The basic unit of computation in a neural network is the neuron, often called a node or unit. It receives input from some other nodes, or from an external source and computes an output. Each input has an associated weight (w), which is assigned on the basis of its relative importance to other inputs. The node applies a function (defined below) to the weighted sum of its inputs as shown in Figure 1 below:

Screen Shot 2016-08-09 at 3.42.21 AM.png

Figure 1: a single neuron

The above network takes numerical inputs X1 and X2 and has weights w1 and w2 associated with those inputs. Additionally, there is another input 1 with weight b (called the Bias) associated with it. We will learn more details about role of the bias later.

The output Y from the neuron is computed as shown in the Figure 1. The function is non-linear and is called the Activation Function. The purpose of the activation function is to introduce non-linearity into the output of a neuron. This is important because most real world data is non linear and we want neurons to learn these non linear representations.

Every activation function (or non-linearity) takes a single number and performs a certain fixed mathematical operation on it [2]. There are several activation functions you may encounter in practice:

  • Sigmoid: takes a real-valued input and squashes it to range between 0 and 1

σ(x) = 1 / (1 + exp(−x))

  • tanh: takes a real-valued input and squashes it to the range [-1, 1]

tanh(x) = 2σ(2x) − 1

  • ReLU: ReLU stands for Rectified Linear Unit. It takes a real-valued input and thresholds it at zero (replaces negative values with zero)

f(x) = max(0, x)

The below figures [2]  show each of the above activation functions.

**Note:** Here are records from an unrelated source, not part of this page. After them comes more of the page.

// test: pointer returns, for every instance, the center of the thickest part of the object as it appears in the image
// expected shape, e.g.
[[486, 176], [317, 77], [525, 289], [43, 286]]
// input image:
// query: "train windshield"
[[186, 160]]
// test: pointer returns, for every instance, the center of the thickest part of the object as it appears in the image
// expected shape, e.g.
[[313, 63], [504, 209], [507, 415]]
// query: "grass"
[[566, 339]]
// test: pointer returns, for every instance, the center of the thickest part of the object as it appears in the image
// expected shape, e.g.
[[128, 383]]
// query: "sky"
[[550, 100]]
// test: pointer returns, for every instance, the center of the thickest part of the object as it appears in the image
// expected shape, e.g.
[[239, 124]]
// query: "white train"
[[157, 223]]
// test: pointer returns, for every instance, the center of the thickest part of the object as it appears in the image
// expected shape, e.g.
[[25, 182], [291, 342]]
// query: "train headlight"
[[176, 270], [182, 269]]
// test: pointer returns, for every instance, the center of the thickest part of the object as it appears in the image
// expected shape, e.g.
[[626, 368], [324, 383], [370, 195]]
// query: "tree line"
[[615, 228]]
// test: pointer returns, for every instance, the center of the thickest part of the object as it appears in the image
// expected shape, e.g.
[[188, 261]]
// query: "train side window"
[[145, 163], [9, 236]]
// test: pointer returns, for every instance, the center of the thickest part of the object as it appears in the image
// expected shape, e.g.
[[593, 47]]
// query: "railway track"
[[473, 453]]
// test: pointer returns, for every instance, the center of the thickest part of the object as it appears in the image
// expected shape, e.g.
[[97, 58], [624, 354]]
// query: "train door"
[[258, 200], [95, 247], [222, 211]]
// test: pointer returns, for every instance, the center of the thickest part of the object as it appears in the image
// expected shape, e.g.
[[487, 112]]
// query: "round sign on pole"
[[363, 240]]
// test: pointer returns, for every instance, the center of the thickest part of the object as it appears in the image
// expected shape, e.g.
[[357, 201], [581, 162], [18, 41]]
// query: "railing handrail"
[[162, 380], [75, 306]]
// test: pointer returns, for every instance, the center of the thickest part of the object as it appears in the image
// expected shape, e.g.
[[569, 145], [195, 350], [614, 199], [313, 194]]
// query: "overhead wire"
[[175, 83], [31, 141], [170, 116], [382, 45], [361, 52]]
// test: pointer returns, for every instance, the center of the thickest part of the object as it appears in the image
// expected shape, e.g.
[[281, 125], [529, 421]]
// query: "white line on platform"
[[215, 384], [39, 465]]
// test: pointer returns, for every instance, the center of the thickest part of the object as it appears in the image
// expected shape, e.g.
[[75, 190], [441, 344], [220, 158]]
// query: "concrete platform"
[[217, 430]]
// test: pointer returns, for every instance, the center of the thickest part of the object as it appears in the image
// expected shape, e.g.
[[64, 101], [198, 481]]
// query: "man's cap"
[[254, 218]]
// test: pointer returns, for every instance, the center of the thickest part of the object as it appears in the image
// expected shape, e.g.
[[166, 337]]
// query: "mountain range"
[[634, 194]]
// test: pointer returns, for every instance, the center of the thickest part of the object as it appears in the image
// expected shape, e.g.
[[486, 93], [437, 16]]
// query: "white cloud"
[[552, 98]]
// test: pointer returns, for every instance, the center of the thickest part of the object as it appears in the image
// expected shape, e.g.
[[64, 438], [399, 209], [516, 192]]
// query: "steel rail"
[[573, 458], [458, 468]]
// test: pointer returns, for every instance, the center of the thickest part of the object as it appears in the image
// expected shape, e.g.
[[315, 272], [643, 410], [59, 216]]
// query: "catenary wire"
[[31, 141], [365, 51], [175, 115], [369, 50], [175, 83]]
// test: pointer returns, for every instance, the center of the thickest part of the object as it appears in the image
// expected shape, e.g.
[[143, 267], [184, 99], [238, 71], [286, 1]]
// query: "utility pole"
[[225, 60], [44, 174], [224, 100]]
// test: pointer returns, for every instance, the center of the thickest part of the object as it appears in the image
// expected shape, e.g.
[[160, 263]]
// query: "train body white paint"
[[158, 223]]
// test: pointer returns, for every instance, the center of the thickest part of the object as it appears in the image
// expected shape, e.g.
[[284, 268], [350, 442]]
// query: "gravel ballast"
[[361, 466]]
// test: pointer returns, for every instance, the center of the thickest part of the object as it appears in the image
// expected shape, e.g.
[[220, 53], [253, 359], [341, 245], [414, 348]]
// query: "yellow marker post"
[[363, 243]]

Screen Shot 2016-08-08 at 11.53.41 AMFigure 2: different activation functions

Importance of Bias: The main function of Bias is to provide every node with a trainable constant value (in addition to the normal inputs that the node receives). See this link to learn more about the role of bias in a neuron.

Feedforward Neural Network

The feedforward neural network was the first and simplest type of artificial neural network devised [3]. It contains multiple neurons (nodes) arranged in layers. Nodes from adjacent layers have connections or edges between them. All these connections have weights associated with them.

An example of a feedforward neural network is shown in Figure 3.

Screen Shot 2016-08-09 at 4.19.50 AM.png

Figure 3: an example of feedforward neural network

A feedforward neural network can consist of three types of nodes:

  1. Input Nodes – The Input nodes provide information from the outside world to the network and are together referred to as the “Input Layer”. No computation is performed in any of the Input nodes – they just pass on the information to the hidden nodes.
  2. Hidden Nodes – The Hidden nodes have no direct connection with the outside world (hence the name “hidden”). They perform computations and transfer information from the input nodes to the output nodes. A collection of hidden nodes forms a “Hidden Layer”. While a feedforward network will only have a single input layer and a single output layer, it can have zero or multiple Hidden Layers.
  3. Output Nodes – The Output nodes are collectively referred to as the “Output Layer” and are responsible for computations and transferring information from the network to the outside world.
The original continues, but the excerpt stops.